Friday, February 14, 2014

When Your Beneficiary is not a U.S. Citizen

Recently a very good friend and his wife came to me to update their wills and estate planning.  My friend’s wife is not a U.S. citizen.  One of their first questions involved whether or not a non-citizen could inherit property from an estate.  Very simply, if your spouse isn’t a United States citizen, some special legal rules may affect your estate planning. But for the most part, you can proceed just as if your spouse were a citizen.

     When it comes to the basic estate planning steps that just about everyone should take, it doesn’t matter whether or not you or your spouse are citizens. Both of you should:

  • Make wills or living trusts to leave assets that you have in the U.S. 
  • Name beneficiaries for your retirement accounts.
  • Make durable powers of attorney for finances and for health care.

     One threshold question you may have is simply whether you can leave property to someone who isn’t a U.S. citizen. The answer is yes; non-citizens can inherit property just as citizens can. So when you make your will or living trust, or name beneficiaries for your retirement accounts or life insurance policies, there is no problem with naming your non-citizen spouse.

     Most people don’t need to worry about the federal gift and estate tax.  For deaths in 2014, only those who leave more than $5.34 million are potentially subject to Federal tax.  The threshold for New York State inheritance tax is one million dollars.

     The tax is imposed on transfers of property both during life and at death. The tax rate is the same in both circumstances. Under current law, everyone gets to transfer $5.34 million of property without paying any gift and estate tax. It isn’t collected until after someone’s death, when the value of all property that person gave away or left is totaled up.

     Assets left to a surviving spouse are not subject to federal estate tax, no matter how much they are worth—If the surviving spouse is a U.S. citizen. This rule is called the unlimited marital deduction. It is in addition to the individual exemption (currently $5.34 million) that everyone gets.
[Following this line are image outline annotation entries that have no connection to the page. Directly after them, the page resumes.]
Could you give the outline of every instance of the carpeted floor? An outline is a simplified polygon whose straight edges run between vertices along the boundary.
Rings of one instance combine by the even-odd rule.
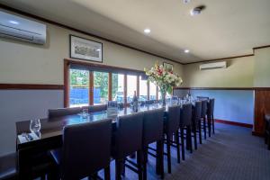
[[[185,161],[177,164],[175,150],[173,148],[172,174],[167,174],[165,162],[165,179],[270,180],[270,151],[262,138],[251,135],[251,129],[216,123],[215,135],[203,140],[193,154],[186,151]],[[111,166],[114,179],[114,162]],[[151,158],[148,167],[148,179],[159,179]],[[123,179],[138,176],[126,169]]]

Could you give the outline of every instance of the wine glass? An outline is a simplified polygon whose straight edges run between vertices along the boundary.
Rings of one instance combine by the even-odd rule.
[[[31,120],[30,122],[30,131],[38,133],[40,130],[41,124],[40,119]]]

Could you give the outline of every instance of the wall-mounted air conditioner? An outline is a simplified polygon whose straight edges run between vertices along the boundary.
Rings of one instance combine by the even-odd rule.
[[[46,43],[46,25],[0,11],[0,37]]]
[[[210,69],[210,68],[227,68],[227,62],[212,62],[212,63],[207,63],[200,65],[200,69]]]

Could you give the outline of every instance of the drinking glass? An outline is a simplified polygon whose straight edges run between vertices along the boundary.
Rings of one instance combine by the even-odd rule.
[[[87,118],[87,116],[88,116],[88,108],[84,108],[82,112],[82,117],[86,119]]]
[[[40,130],[41,124],[40,119],[31,120],[30,122],[30,131],[38,133]]]

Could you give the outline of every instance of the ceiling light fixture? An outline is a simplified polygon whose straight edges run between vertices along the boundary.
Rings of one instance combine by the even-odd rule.
[[[189,53],[189,50],[184,50],[184,53]]]
[[[147,28],[143,32],[144,32],[144,33],[150,33],[151,30]]]
[[[190,14],[192,16],[198,15],[202,13],[202,11],[205,9],[205,5],[197,6],[190,11]]]

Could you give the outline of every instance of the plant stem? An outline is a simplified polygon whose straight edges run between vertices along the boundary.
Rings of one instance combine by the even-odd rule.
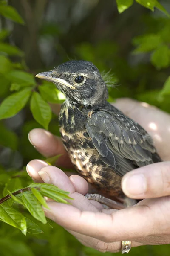
[[[12,194],[13,195],[19,195],[19,194],[21,194],[21,193],[23,193],[23,192],[25,192],[26,191],[29,191],[31,190],[31,188],[25,188],[24,189],[21,189],[19,190],[17,190],[17,191],[15,191],[14,192],[14,193],[12,193]],[[8,199],[11,198],[11,196],[10,195],[7,195],[5,197],[0,199],[0,204],[2,204],[5,201],[6,201]]]

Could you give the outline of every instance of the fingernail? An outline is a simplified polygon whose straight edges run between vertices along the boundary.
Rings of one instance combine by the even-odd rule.
[[[47,172],[43,172],[43,171],[40,171],[40,172],[38,172],[38,174],[45,183],[47,184],[49,183],[50,178]]]
[[[28,175],[30,176],[30,177],[32,177],[32,176],[31,176],[30,173],[31,173],[32,169],[32,168],[31,166],[30,166],[28,163],[26,166],[26,169],[27,173]]]
[[[31,144],[34,146],[34,148],[35,148],[35,146],[34,146],[34,144],[32,143],[32,141],[31,141],[31,138],[30,138],[30,136],[29,134],[29,133],[28,133],[28,139],[29,141],[30,142],[30,143],[31,143]]]
[[[126,195],[137,196],[144,194],[147,189],[147,184],[143,174],[135,174],[125,177],[123,180],[122,187]]]

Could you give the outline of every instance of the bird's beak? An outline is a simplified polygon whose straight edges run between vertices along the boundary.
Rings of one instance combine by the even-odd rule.
[[[36,77],[40,78],[44,80],[48,81],[49,82],[52,82],[55,84],[60,84],[65,85],[68,87],[70,87],[71,89],[76,89],[76,87],[71,84],[69,84],[68,83],[62,78],[60,77],[55,77],[54,76],[52,76],[51,74],[53,73],[53,71],[47,71],[46,72],[41,72],[36,75]]]

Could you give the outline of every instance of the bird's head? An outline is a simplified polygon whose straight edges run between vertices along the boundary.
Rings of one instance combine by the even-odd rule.
[[[105,103],[108,98],[106,84],[91,62],[70,61],[36,76],[54,83],[71,104],[93,106]]]

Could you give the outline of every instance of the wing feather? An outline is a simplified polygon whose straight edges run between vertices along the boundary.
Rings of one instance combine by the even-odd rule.
[[[101,160],[121,176],[138,166],[161,161],[147,132],[114,107],[109,107],[109,112],[94,111],[86,124]]]

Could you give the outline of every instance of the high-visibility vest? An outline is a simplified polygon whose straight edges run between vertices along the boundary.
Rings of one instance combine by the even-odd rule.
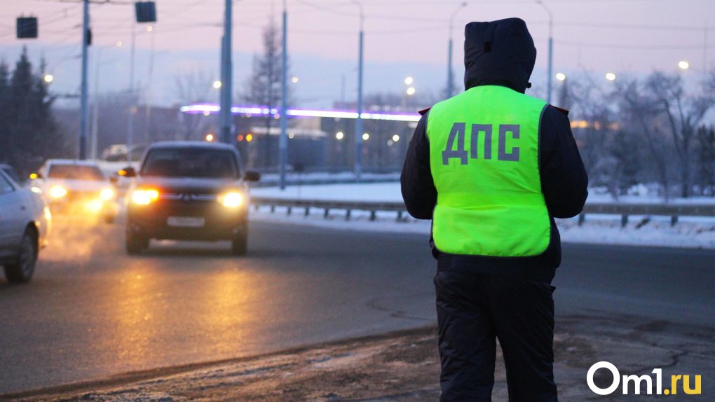
[[[508,88],[483,86],[430,110],[438,250],[518,257],[546,249],[551,220],[538,160],[546,107],[545,101]]]

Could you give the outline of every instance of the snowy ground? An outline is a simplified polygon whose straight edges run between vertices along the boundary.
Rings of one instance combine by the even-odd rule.
[[[331,201],[400,201],[398,183],[369,184],[332,184],[322,186],[290,186],[285,191],[277,188],[255,189],[253,196],[285,198],[289,199],[318,199]],[[659,202],[657,199],[630,196],[619,202]],[[606,196],[589,196],[590,202],[608,202]],[[674,202],[683,202],[674,200]],[[713,202],[712,199],[701,199],[687,202]],[[289,216],[285,208],[277,208],[271,213],[267,207],[251,211],[252,219],[262,221],[308,224],[315,226],[352,231],[416,233],[428,236],[430,222],[407,218],[398,221],[394,212],[378,213],[377,219],[369,220],[367,211],[353,211],[350,220],[346,221],[345,211],[331,211],[327,218],[323,211],[313,209],[305,216],[303,210],[293,208]],[[588,214],[583,226],[578,226],[576,218],[558,219],[557,224],[561,238],[567,243],[598,244],[626,244],[658,246],[696,248],[715,248],[715,218],[683,217],[674,226],[670,218],[652,216],[644,223],[644,216],[629,217],[628,224],[621,227],[618,215]]]

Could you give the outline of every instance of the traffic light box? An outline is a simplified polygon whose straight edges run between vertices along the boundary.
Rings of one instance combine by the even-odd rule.
[[[137,1],[134,3],[137,22],[156,22],[157,6],[154,1]]]
[[[21,16],[17,19],[17,39],[30,39],[37,37],[37,17]]]

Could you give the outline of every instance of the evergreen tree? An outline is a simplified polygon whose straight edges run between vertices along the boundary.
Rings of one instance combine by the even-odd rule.
[[[11,76],[6,65],[0,66],[0,159],[21,174],[36,169],[44,159],[66,155],[65,139],[51,110],[53,100],[41,70],[33,71],[26,49]]]

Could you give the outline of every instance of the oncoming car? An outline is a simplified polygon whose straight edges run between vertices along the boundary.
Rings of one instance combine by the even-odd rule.
[[[0,169],[0,265],[8,281],[24,283],[32,278],[51,219],[39,194],[21,187]]]
[[[102,216],[108,223],[117,217],[114,186],[95,162],[49,159],[30,177],[31,186],[41,191],[53,213],[89,213]]]
[[[260,175],[244,172],[235,149],[198,141],[155,143],[135,177],[127,203],[127,252],[140,253],[149,240],[230,240],[234,254],[246,253],[247,181]]]

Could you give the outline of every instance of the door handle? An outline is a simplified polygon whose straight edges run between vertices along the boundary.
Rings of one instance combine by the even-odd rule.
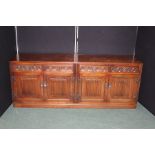
[[[46,82],[44,82],[44,87],[47,87],[48,85],[47,85],[47,83]]]
[[[111,88],[111,87],[112,87],[112,84],[111,84],[111,83],[109,83],[108,88]]]

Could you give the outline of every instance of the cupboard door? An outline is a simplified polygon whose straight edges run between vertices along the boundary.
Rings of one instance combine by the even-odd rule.
[[[42,75],[14,75],[12,76],[12,96],[16,99],[43,98]]]
[[[132,102],[138,98],[139,78],[130,75],[112,75],[109,78],[108,100]]]
[[[81,102],[105,101],[106,77],[81,77],[79,94]]]
[[[46,98],[50,101],[71,101],[73,98],[72,76],[45,76]]]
     The marital deduction, however, does not apply when the spouse who inherits isn’t a U.S. citizen, even if the spouse is a permanent U.S. resident. The federal government doesn’t want someone who isn’t a citizen to inherit a large amount of money, pay no estate tax, and then leave the country to return to his or her native land.

     Still, keep in mind you can leave assets worth up to the exempt amount (again, $5.34 million for deaths in 2014) to anyone, including your non-citizen spouse, without owing any federal estate tax. And if the non-citizen spouse dies first, assets left to the spouse who is a U.S. citizen do qualify for the unlimited marital deduction.

     If your spouse is a citizen, any gifts you give to him or her during your life are free of federal gift tax. If your spouse is not a U.S. citizen, however, the special tax-free treatment for spouses is limited to $143,000 a year (2014). This amount is indexed for inflation. That’s in addition to the $5.34 million you can give away or leave to anyone without owing federal gift/estate tax.

     If you have so much money that you are worried about estate tax, there are two main strategies to consider.  One involves becoming a citizen, the second involves establishing a specific type of trust.  In a later blog we will discuss the available options.

     So, if you are married to a non-U.S. citizen, make sure you let your attorney know, so in planning an accurate analysis can be done.



  1. Some of this is word for word plagiarized from

  2. I have a question, I’m a permanent resident and I am one of my US citizens’s mother’s beneficiary in her Trust , do I have every right also as my other siblings who are US citizens to my mother’s properties?

  3. So if I understand it correctly, my Filipina wife can be beneficiary of my life insurance policy.